Auschwitz : se souvenir pour éviter les autres extrémismes
Dans une tribune au « Monde », la rabbine Pauline Bebe appelle, quatre-vingts ans après la découverte du camp d’Auschwitz, à rester vigilants face aux mouvements extrémistes qui séduisent par leur désir d’éradiquer la différence.
Ils ont eu du mal à parler, d’abord parce que, ont-ils dit, on ne les écoutait pas, sans doute aussi parce que ce qu’ils avaient à dire était de l’ordre de l’indicible, parce que voulant épargner leurs proches, ils souhaitaient reconstruire. « Au silence d’Auschwitz », selon l’expression du philosophe André Neher (auteur du livre L’Exil de la parole, Seuil, 1970), a succédé un autre silence, celui de l’après-Auschwitz.
Puis est venu le temps de la parole, le temps du témoignage, encore vivant, pour les quelques survivants qui restent encore vivants. Alors ils ont parlé, ils ont dit, ils ont raconté et, de manière intarissable, ils ont transmis à des jeunes et moins jeunes générations pour que jamais cela ne se reproduise, pour que l’on n’oublie pas.

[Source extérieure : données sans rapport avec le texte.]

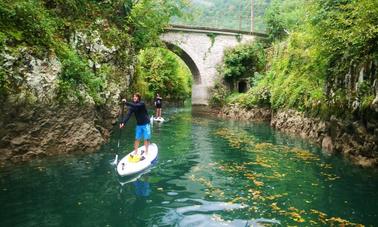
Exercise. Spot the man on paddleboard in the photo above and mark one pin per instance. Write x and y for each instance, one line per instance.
(143, 128)
(158, 104)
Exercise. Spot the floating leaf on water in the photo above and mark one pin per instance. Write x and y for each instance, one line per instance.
(263, 146)
(258, 183)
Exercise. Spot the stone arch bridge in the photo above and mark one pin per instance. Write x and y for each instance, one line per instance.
(202, 50)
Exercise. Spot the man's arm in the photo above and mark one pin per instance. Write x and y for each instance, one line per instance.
(131, 110)
(135, 105)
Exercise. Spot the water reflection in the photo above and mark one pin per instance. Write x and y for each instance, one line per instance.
(207, 213)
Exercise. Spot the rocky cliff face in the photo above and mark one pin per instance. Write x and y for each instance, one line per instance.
(33, 120)
(352, 139)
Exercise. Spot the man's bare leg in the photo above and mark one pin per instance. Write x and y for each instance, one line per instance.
(146, 143)
(136, 145)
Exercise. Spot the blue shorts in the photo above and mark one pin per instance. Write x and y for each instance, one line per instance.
(143, 130)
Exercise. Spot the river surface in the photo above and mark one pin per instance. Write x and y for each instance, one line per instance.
(211, 172)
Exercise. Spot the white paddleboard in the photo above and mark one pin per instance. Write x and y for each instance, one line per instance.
(159, 119)
(126, 168)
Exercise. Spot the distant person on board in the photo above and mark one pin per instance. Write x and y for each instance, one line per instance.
(158, 105)
(143, 128)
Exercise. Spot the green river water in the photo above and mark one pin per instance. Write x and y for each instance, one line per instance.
(210, 172)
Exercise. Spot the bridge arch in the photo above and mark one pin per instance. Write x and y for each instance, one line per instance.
(187, 60)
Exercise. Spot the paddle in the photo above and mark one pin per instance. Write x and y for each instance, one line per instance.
(119, 134)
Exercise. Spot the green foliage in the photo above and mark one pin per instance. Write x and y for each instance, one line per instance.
(161, 71)
(77, 77)
(149, 18)
(307, 69)
(283, 17)
(243, 61)
(219, 94)
(231, 14)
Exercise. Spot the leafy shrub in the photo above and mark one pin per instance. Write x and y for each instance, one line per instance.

Je me souviens d’Odette qui disait de sa voix fine et nette qu’elle ne haïssait pas les Allemands, qu’une Allemande l’avait cachée et sauvée, et que, dans la plus grande noirceur des camps, elle s’était dit que, jamais, on ne lui prendrait sa capacité à rêver.
Je me souviens de Yakob (Jacob) qui racontait comment, au beau milieu de la tourmente, de la « catastrophe » – c’est ce que le mot « Shoah » veut dire –, ses camarades et lui avaient collecté quelques bouts de pain dans une casquette pour qu’un jeune chantre puisse, au bout de sa voix et de son souffle, chanter la prière de Kippour, le kol nidrei.